For the first time since July, I am off work for more than just a weekend. I actually have time to just sit. Time that I don’t have to do anything. I can just be. I laid on my living room floor and realized I have ran, ran, ran since July. I haven’t paused for 2 seconds since then.
I am realizing I need margin in my life. Much more margin than I have been giving myself. I need to find a better work/life balance. My life has definitely been off balance lately. I have felt off kilter for quite awhile. Today at our office Christmas party we were counting off 1-2, 1-2 and so on. I had to think about what to say after the person next to me said 2. Yesterday I went totally the wrong way to a client’s home. I have forgotten so many things that should be second nature to me. I have been overworking. to be honest, I could be more productive at work. Sometimes, I socialize much more than I need to. I am really, really bad at telling myself no and making myself get back to work.
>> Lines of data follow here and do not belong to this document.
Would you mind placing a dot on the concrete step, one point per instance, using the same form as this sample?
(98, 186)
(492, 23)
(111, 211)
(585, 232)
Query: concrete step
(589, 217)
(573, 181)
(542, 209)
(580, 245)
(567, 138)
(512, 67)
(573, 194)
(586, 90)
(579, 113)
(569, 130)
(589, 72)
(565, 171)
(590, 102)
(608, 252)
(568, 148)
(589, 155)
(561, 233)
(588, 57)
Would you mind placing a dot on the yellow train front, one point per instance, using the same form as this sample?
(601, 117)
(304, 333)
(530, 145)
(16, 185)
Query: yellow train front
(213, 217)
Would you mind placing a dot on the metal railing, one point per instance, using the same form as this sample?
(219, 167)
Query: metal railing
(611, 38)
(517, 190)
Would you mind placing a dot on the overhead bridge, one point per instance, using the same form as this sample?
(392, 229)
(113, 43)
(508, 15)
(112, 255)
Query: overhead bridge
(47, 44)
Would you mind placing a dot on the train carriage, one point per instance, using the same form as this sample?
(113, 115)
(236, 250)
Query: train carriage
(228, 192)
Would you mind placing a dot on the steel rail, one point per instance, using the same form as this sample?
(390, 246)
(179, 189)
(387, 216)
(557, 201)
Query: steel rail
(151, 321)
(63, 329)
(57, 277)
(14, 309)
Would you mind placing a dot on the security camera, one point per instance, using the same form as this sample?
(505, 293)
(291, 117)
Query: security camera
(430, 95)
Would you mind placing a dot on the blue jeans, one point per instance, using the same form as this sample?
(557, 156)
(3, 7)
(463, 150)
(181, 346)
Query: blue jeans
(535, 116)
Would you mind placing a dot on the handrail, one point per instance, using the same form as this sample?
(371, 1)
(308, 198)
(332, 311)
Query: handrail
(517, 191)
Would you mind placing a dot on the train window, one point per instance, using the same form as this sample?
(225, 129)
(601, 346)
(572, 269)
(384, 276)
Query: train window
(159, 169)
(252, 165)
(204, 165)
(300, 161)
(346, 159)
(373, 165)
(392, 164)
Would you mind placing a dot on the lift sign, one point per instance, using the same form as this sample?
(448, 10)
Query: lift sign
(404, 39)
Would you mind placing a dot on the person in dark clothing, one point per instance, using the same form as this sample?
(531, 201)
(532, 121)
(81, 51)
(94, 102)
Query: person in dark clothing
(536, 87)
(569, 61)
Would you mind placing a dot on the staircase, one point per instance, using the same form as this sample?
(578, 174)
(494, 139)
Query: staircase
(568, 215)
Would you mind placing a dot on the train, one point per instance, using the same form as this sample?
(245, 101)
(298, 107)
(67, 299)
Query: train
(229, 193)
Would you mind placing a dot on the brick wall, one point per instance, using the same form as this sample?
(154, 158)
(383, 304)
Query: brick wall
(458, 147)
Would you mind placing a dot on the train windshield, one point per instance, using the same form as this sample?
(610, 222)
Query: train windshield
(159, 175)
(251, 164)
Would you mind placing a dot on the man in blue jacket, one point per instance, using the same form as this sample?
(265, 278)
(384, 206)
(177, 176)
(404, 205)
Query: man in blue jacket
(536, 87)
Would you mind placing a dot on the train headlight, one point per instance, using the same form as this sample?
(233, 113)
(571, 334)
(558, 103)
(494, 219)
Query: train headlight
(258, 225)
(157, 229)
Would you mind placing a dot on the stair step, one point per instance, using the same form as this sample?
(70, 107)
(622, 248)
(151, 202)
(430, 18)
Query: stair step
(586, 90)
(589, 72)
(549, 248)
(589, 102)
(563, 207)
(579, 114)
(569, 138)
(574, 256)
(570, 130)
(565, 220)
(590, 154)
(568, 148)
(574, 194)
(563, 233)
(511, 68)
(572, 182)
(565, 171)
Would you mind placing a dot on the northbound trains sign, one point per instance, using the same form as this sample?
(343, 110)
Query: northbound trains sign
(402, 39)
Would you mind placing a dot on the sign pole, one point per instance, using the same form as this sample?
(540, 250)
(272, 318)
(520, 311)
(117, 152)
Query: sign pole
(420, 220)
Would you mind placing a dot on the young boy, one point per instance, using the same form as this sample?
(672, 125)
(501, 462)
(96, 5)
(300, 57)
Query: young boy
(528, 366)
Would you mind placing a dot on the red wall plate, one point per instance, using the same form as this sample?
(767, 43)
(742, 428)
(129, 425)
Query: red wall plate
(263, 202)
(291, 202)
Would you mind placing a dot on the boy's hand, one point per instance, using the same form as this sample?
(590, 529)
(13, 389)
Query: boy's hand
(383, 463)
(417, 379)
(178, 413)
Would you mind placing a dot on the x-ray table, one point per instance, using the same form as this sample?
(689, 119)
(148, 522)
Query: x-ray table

I am just shy of working my job for a year. If I continue at this pace, I will burn out. This morning I was thinking that I couldn’t believe it’s been a year already. But, time does go fast when you run yourself ragged. Tonight I am realizing what a long year it has been. I do have hope the next year will be better, since I’ve heard it takes a solid year to learn the job of a caseworker. I’ve definitely been feeling the learning curve, more so in the last few months than I did in the beginning.
As I think about how I’ve been so busy I’ve nearly missed the advent season, I wonder if that can’t be said about 2012 altogether. I’ve been far busier since I graduated than I ever was in grad school. I think I’ve shifted more towards extraversion, but tonight I’m thinking I shifted a little too much and my inner introvert is the pounding in my chest. The introverted part of me has been in hiding and is begging to be let out.
In 2013, I hope to swing the pendulum a bit closer to the center of my work/life balance and perhaps learn how to savor this life that is quickly passing me by.